The Problem of Over-Intellectualized Desire
The central conflict is that Cora is just as intellectually constrained as her husband, and unable to surrender to primal passion. It’s “too much to ask her to be passionate” (about work, she says, but in truth, about all aspects of life). What she feels for Sam are “bland, liking-adjacent”. She wants “to get fucked into the astral plane and not think about her life for a second”. But, for years, Sam refuses while Cora pines. She imagines an alternate timeline running concurrent to her actual existence, where instead of bills and school pickups, she has sex and hotels and Sam. When her fictional romance fizzles, she imagines “a French guy named Baptiste” who joins Sam in helping her out of the bath, “nothing for her to do, no responsibilities, no obligations, other than to be revered as a youthful bride, who’d died improbably of TB”.
A Sad Conclusion and Deeper Themes
When they eventually succumb to temptation, their intimacy is melancholy, without much play or complicity. It fails to be the nostalgically perfect affair she dreamed up for 10 years. Cora dons a slinky dress and Sam “stoically eat[s] her out within their rented space” prior to a meal. The reader senses that Cora desires to slip inside a certain type of literary world, where sex is sordid and confusing, where imbalances of control exist, and everyone misbehaves, and nobody keeps score.
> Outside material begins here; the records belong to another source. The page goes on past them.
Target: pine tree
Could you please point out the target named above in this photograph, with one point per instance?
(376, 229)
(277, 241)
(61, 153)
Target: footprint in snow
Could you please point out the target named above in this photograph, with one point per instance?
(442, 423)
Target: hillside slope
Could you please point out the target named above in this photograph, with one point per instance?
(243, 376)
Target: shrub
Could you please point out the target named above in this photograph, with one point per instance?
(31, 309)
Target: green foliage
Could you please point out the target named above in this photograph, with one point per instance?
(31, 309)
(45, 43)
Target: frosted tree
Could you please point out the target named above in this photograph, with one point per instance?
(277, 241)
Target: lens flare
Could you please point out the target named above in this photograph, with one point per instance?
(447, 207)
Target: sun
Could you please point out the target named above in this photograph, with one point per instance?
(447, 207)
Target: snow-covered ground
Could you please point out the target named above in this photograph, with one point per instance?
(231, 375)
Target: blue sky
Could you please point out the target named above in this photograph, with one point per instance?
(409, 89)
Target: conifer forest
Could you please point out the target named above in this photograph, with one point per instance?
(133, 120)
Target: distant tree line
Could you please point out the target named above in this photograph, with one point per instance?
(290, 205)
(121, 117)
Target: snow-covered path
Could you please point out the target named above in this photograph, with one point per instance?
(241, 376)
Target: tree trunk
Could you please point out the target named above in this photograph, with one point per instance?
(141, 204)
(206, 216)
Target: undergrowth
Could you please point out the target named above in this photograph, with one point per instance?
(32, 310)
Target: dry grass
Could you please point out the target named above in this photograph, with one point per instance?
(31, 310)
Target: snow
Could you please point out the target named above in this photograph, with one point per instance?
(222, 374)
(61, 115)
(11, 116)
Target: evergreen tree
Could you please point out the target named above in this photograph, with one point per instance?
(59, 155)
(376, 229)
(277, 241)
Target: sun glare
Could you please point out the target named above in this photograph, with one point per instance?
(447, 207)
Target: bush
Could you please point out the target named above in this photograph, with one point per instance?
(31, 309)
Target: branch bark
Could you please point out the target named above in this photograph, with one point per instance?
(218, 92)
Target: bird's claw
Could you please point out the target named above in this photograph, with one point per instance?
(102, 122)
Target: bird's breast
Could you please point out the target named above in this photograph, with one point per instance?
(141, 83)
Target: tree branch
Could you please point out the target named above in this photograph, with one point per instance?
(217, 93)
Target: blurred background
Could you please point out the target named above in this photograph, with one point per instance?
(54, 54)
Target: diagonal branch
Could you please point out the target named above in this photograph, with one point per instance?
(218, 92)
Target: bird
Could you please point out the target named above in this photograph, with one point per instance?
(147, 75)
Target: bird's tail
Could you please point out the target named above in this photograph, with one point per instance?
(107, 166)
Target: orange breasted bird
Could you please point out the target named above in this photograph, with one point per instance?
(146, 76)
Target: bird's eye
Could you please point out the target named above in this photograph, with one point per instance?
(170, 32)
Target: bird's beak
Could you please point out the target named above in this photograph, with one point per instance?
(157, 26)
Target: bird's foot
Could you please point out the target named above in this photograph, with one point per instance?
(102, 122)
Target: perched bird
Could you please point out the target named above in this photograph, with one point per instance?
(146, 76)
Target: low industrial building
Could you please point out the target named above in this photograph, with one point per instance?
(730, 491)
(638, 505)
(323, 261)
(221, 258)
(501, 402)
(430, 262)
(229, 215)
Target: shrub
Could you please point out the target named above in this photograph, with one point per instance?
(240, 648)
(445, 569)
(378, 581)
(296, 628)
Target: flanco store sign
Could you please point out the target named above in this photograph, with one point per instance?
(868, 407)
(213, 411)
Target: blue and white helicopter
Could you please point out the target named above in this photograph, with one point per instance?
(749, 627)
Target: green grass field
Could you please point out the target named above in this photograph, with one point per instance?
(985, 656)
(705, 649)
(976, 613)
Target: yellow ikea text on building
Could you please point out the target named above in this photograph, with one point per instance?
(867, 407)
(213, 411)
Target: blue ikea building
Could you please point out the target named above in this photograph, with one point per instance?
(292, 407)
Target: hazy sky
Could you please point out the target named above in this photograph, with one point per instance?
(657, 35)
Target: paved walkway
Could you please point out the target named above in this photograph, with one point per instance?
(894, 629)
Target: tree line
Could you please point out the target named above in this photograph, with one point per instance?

Somers consistently suggests the root of Cora’s problem: she has such cutting wit, but a profound lack of happiness. Of Sam’s erotic photo, Cora complains, “he has clenched his abs and made sure he was hard, but has not cleared the frame of Crocs”. Given that the catalyst that killed their fun was parenthood, readers may fret about what these idiots are doing to their children. When Cora’s daughter asks about sex, the parents stumble. They begin with procreation then concede that sex isn’t always about babies. Eliot mentions a penis then admits it is not essential. Ultimately, he settles for, “you're aware of private parts?”
Underpinning the narrative flows a quiet theme of familiar middle-age questions: is there purpose to our existence? Where do we go after death? These ideas are more explicit in Cora's internal dialogues. Considering these passages, the reader may ponder what lesson Cora and her jaded circle would derive from their disappointing dramas. Might Cora become more receptive of life’s flawed pleasures, its sentimental delights? Upon being questioned by Eliot about her affair during an audio program on bondage, Cora thinks “all meaningful communication is compromised by specific context”. Others could argue it's enriched. Yet that is not her nature, and Somers doesn’t give the protagonist easy revelations, or force growth beyond her capacity.
A Final Assessment
This is a razor-sharp, uproariously funny, finely observed novel, crafted with such withering exactitude. It is profoundly self-aware, economical yet rich with implication: a depiction of a worried, self-protective cohort in middle age, chronically embarrassed, simultaneously terrified of and hungry for intense experience. Perhaps this is solely a metropolitan trait. For the sake of argument, we'll assume so.